GOING DOWN TO THE WATER
GOING DOWN TO THE WATER
GOIN’ DOWN TO THE WATER
Othney Phelps Birch has a singularly remarkable, some might say unfortunate, name. Beyond that, however, he dresses in a way that, here on the island, has the unhappy result of making him stand out like a pair of wing tips at the Swap Shop. An authoritative assessment suggested that the retail value of the wardrobe in which Phelps chose to appear at the January meeting of the Vinalhaven Planning Board exceeded, for example, the yearly cost to the town for the services of the Knox County Sheriff. And the fact that, superficially anyway, the impact of the wardrobe on Birch was more productive than the impact of the Sheriff on law enforcement did not diminish the perception that Othney Phelps Birch might be a little stuck on himself. On the appointed evening he sat, amused and long-suffering, in a cold folding metal chair through what he clearly saw as a mundane discussion of the several equally tiresome items appearing on the agenda ahead of the one with which he was concerned. Already annoyed he took note of the little white oven timer on the table in front of one Board member, ticking loudly and incessantly and annoying him further still as the proceedings dragged on. Assuming it was there to cut short long winded applicants, he barely stifled a disdainful chortle at this brutish alternative to the Rules of Order. Eventually, about half an hour after the meeting got under way, Mr. Birch rose in response to the Chair’s recital of item 5, to wit: “Application of Douglas VanMiddlesworth to build a boathouse and dock on Lot 15 of Map 12.”

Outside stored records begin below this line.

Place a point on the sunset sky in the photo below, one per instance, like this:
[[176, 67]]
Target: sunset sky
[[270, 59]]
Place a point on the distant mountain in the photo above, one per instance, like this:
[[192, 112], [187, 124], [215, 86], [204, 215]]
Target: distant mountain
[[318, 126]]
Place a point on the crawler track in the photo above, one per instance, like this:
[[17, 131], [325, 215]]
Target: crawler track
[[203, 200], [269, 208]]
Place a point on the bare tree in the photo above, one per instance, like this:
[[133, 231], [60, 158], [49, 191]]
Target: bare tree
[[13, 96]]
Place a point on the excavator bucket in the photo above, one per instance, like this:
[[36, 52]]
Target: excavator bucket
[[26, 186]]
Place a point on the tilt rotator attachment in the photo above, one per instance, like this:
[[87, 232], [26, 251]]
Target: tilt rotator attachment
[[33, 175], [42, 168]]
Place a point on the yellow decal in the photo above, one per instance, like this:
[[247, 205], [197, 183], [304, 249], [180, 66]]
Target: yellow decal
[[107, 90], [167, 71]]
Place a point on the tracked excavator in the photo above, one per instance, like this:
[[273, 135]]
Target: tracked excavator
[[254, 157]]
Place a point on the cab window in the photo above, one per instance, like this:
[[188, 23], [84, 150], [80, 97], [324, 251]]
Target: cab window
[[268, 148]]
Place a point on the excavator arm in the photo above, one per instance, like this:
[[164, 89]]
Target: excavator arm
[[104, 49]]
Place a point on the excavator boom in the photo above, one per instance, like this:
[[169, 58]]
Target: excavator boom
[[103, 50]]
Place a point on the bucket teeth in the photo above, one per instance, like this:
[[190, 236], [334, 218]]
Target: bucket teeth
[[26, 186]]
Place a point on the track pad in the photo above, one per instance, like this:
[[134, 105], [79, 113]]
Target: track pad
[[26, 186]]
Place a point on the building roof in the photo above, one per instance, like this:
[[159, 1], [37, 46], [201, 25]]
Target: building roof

Othney stood and gave the Board and the others in attendance a moment in which they might fully appreciate the humbling image of himself packaged in a Loro Piana Houndstooth jacket, Raffaello silk tie and Versace Algonquin evening shoes. “Madame Chairwoman and distinguished members of the Board,” he began, “I am Othney Phelps Birch, senior partner at Conan & Trumble, Cambridge, Massachusetts. I represent Douglas VanMiddlesworth, who is seated here at my left and on whose behalf I will speak in the unlikely event any of you have questions regarding this exceedingly ordinary application for a building permit. Also present tonight and seated at my right is Mr. VanMiddlesworth’s architect Brentley Sweet. I personally prepared this application for the Board’s consideration following an extensive review of your Zoning Ordinance by my staff. Furthermore, I have gone the extra mile, as it were, to appear before you in person here tonight.”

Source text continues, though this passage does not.